Words abandoned me. My brain cycled through panic, attraction, confusion. He straightened, tugged the tie free, then unbuttoned the top of his dress shirt with leisurely precision, as though my bedroom were a five-star hotel suite.
"I'll change in the bathroom," he said. "When I'm back, let's rest. Tomorrow will be brutal; Mother intends to evaluate you over breakfast."
That snapped me out of trance. "Evaluate?"
"She believes suitability is proven through etiquette, conversation, and backbone," Zion explained while disappearing into the en-suite. Water began running.

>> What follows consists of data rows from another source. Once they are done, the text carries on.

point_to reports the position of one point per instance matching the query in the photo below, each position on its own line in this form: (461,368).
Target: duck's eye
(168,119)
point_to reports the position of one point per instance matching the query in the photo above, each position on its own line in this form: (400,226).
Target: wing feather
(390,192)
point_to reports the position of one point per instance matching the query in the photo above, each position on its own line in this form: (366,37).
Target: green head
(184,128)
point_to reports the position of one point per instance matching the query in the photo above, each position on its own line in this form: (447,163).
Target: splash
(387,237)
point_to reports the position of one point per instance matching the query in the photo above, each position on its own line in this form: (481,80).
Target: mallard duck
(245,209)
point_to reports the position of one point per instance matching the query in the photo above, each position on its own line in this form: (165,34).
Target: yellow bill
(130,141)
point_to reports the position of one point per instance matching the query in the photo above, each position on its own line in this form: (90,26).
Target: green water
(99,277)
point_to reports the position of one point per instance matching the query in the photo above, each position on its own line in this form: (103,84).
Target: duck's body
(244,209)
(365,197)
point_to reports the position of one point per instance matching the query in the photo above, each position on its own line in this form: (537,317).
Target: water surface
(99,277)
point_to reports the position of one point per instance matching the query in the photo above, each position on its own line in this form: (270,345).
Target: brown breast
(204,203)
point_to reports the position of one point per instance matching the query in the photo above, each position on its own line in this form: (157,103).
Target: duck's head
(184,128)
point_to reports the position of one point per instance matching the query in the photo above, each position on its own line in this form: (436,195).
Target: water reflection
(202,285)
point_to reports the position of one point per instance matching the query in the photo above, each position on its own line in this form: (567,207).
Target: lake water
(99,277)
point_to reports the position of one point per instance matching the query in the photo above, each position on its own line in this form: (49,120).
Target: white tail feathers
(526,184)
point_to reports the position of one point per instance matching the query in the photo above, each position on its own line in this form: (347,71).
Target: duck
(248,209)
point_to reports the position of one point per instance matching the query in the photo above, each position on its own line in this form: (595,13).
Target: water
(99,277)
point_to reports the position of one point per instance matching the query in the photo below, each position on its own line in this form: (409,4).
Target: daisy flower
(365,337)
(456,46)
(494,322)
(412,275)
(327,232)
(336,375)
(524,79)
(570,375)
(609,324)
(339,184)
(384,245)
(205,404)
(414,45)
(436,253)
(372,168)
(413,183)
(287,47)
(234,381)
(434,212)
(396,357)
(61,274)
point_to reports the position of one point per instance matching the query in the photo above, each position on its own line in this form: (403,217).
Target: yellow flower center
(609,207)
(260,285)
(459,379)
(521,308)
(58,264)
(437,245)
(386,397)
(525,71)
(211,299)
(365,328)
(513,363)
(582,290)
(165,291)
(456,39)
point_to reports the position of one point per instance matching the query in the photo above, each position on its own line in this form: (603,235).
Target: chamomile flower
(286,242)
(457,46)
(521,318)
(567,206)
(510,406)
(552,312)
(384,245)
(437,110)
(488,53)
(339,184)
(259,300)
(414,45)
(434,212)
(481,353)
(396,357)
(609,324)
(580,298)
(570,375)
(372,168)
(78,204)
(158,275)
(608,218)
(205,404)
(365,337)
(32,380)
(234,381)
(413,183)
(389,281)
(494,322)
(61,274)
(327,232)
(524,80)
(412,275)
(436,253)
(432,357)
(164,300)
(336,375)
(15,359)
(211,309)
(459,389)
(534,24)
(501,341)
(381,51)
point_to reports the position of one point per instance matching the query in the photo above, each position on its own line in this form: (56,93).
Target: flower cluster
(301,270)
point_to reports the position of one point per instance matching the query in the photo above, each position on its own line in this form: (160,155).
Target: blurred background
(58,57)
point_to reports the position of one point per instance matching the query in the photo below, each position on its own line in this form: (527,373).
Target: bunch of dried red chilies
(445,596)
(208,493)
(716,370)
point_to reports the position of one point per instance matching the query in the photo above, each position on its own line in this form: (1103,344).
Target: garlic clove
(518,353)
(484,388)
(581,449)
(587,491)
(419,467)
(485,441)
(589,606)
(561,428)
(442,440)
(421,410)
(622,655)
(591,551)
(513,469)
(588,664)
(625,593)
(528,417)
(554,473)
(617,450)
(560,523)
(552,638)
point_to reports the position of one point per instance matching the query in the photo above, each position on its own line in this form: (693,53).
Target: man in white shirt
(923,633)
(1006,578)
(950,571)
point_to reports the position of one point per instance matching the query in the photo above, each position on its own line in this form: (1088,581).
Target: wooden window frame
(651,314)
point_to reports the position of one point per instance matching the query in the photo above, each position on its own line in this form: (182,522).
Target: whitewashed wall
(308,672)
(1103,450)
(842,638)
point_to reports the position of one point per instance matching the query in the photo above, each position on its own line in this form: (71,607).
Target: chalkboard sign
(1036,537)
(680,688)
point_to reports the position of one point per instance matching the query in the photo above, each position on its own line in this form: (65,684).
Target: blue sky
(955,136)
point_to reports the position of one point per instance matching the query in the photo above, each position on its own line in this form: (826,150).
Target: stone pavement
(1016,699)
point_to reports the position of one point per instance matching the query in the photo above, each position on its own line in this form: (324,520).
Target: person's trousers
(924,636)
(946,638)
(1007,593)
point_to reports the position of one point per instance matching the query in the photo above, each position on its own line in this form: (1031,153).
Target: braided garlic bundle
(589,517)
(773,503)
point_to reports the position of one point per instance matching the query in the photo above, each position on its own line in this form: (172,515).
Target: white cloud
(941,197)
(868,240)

I plopped onto the mattress, limbs noodle-soft. Kissed by the villain, contested by the heroine, interrogated by an iron-willed matriarch—this was no longer the book I had casually scrolled through on a phone screen. It was my life, tangled, breathing, dangerous. Somewhere in that tangle lay answers: why Carlo seemed entwined with my accident, why I possessed Ally Cole's body, why Zion—cold, powerful Zion—sometimes treated me like porcelain and other times like a necessary chess piece.
The bathroom door clicked; Zion emerged in black sleep pants and a plain tee, hair damp, demeanor relaxed yet alert. He dimmed the lamp, slid beneath the sheets beside me, and—after a beat—drew me gently toward his chest.
"Sleep," he whispered. "You'll need strength."
Pressed against the steady thrum of his heartbeat, I closed my eyes. Tomorrow I would face the Cartridge matriarch and, sooner or later, unravel the secrets that had hurled me into this unfinished story. Tonight, however, I let the villain's warmth lull me. For the first time since awakening in this borrowed existence, I felt strangely—dangerously—safe.